『ニシコーチの子・育つサッカー』を読んでくださった高校サッカー部監督さんから受けた質問、その3。
『 ドイツの中でサッカーとはどういう位置づけなんですか? 』
ドイツでは、サッカーは生活の一部。
夜、友達と食事をしたり、人が集まってビールを飲んだりすれば、必ずブンデスリーガの話になる。
ブンデスリーガが、会話のネタなので、週末、ブンデスリーガを見にスタジアムへ行くのは自然の事。
スタジアムへ行かなくても、テレビ観戦する人が多い。
『 指導者もスタジアムへよく行くのですか? 』
『 みんな行きますよ 』
私が当時ブンデスリーガ1部だった1860ミュンヘンで子供たちの指導をしていた時、クラブの同僚指導者は、皆、スタジアムへ集っていた。
指導者は、普通にブンデスリーガを見に行く。
子供たちにも週末ブンデスリーガを見に行こう! と伝えていた。
週明けのトレーニングでは、子どもたちと、必ず週末のブンデスリーガの話になる。
みんなブンデスリーガが会話のネタだった。
『 日本の高校のサッカー部の先生たちは、Jリーグほとんど見に行っていないと思います 』
『 どうしてですか? 』
『 みんな、週末、長い時間、練習や試合をしているから、Jリーグを見に行ってる暇がない 』
指導者が、そのスタンスでチーム活動をやっていると、そのチームにいる子供たちは、もちろんJリーグを見に行く時間などない。

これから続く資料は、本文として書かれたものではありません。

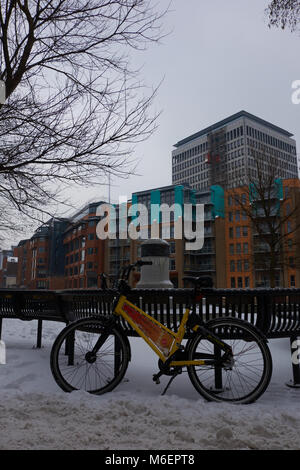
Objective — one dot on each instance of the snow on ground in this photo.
(36, 414)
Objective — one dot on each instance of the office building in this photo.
(227, 153)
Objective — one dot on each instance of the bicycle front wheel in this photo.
(249, 375)
(73, 365)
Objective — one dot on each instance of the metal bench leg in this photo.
(295, 352)
(218, 371)
(117, 356)
(70, 346)
(39, 334)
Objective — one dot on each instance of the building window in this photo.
(246, 265)
(293, 283)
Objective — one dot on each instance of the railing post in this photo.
(295, 353)
(264, 311)
(39, 334)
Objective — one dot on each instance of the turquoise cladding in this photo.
(217, 199)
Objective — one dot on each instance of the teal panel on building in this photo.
(134, 202)
(217, 199)
(155, 203)
(179, 201)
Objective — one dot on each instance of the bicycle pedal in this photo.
(156, 378)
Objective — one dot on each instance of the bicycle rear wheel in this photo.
(250, 374)
(74, 368)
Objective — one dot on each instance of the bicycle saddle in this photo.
(200, 281)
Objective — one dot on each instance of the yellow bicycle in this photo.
(227, 359)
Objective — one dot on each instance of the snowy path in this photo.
(35, 414)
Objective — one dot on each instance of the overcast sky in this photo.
(219, 58)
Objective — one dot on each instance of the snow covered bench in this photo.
(276, 312)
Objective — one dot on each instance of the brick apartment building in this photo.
(67, 254)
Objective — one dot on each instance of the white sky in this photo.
(220, 58)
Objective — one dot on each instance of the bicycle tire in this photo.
(249, 377)
(70, 367)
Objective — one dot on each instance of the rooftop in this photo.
(226, 121)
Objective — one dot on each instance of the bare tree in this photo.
(284, 14)
(74, 106)
(274, 217)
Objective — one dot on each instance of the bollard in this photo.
(155, 276)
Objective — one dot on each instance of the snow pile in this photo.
(36, 414)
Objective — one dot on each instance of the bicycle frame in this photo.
(163, 341)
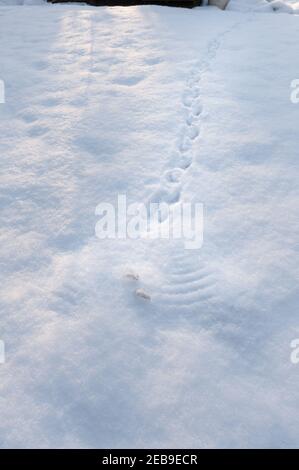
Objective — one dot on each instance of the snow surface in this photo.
(99, 102)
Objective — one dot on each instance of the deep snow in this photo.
(99, 102)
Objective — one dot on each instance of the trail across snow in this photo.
(159, 104)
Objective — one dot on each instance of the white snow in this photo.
(139, 343)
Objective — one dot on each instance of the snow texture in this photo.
(142, 343)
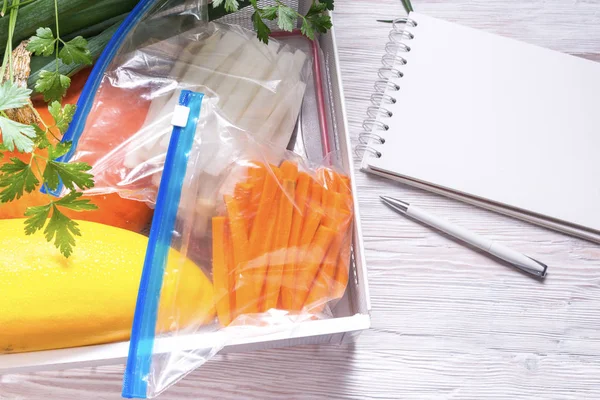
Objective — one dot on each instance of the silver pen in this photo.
(515, 258)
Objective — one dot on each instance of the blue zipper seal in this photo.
(88, 93)
(135, 380)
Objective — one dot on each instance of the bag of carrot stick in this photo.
(272, 230)
(123, 119)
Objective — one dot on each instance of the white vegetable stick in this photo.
(246, 89)
(247, 61)
(264, 102)
(284, 132)
(205, 64)
(220, 73)
(290, 102)
(178, 71)
(254, 118)
(298, 64)
(160, 110)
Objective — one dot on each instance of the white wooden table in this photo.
(448, 322)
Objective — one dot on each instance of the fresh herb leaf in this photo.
(269, 13)
(17, 177)
(41, 137)
(37, 218)
(62, 229)
(262, 30)
(316, 8)
(60, 149)
(72, 201)
(71, 174)
(286, 18)
(76, 51)
(328, 4)
(307, 29)
(230, 5)
(62, 116)
(17, 135)
(13, 95)
(52, 84)
(43, 43)
(315, 23)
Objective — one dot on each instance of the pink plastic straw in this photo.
(318, 84)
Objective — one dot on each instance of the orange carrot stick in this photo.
(318, 249)
(344, 185)
(243, 193)
(316, 193)
(325, 283)
(239, 240)
(256, 177)
(261, 235)
(230, 268)
(220, 272)
(309, 229)
(342, 272)
(301, 202)
(277, 256)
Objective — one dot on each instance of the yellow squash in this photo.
(50, 302)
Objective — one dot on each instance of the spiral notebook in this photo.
(489, 120)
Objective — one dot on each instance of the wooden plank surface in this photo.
(448, 322)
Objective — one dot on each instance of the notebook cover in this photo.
(496, 119)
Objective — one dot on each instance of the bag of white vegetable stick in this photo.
(125, 111)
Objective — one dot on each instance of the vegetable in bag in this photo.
(51, 302)
(252, 87)
(278, 242)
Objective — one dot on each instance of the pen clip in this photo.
(541, 274)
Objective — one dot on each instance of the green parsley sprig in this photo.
(315, 20)
(52, 84)
(18, 177)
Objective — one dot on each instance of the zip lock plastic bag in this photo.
(122, 125)
(277, 246)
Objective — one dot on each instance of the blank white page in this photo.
(498, 119)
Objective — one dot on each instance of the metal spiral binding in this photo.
(374, 128)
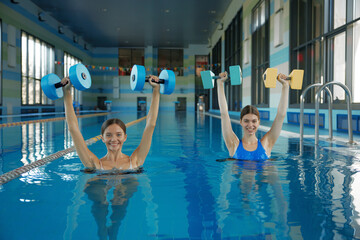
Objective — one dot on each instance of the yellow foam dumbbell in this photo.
(295, 77)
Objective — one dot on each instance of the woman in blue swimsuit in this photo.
(249, 147)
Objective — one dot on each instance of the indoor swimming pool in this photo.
(186, 190)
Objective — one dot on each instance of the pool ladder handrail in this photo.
(349, 108)
(302, 102)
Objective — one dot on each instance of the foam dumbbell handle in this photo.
(169, 81)
(160, 80)
(51, 86)
(59, 85)
(80, 77)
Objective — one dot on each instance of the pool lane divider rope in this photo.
(6, 177)
(49, 120)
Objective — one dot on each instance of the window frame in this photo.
(43, 100)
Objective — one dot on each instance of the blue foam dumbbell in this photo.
(208, 77)
(79, 77)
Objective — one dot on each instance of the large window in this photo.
(129, 57)
(260, 53)
(216, 69)
(325, 43)
(172, 59)
(233, 52)
(37, 60)
(69, 61)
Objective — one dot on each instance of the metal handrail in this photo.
(349, 108)
(330, 107)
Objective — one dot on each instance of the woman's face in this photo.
(114, 137)
(250, 123)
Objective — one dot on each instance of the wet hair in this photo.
(249, 110)
(112, 121)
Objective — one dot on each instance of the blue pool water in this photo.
(183, 193)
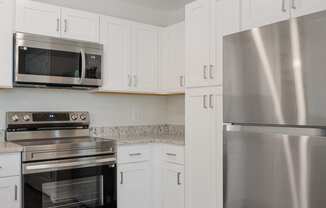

もし、自分の住む町にプロクラブがあるのであれば、Jリーグを観戦に行くのは自然なスタンスだと思う。
しかし、日本の高校サッカーは、そうではない学校が多いようだ。
以前いろんなところでよく聞いた話。
Jリーグを開催している町で、Jリーグの試合中に、子供たちが地域の学校やグラウンドで練習や試合をやっている。
なぜ、子供たちはスタジアムへ行かないのか?
子どもたちは、行かないのではなく、行けないからだろう。
指導者が、自チームが勝つために、たくさん練習と試合をする。
指導者の勝ちたい欲のために、子供たちは付き合わされているような気がしませんか?
質問をしてきた高校サッカー部の監督さんに伝えた。
育成年代のサッカー指導者は、何のために子供たちに接しているのですか?
指導者が試合に勝ちたいためなのか?
子供たちの心身の健全な成長の為なのか?
指導者のためなのか?
それとも、子供のためなのか?
誰のためにやっているサッカー活動なのかを、今一度見つめ直す必要がありませんかね?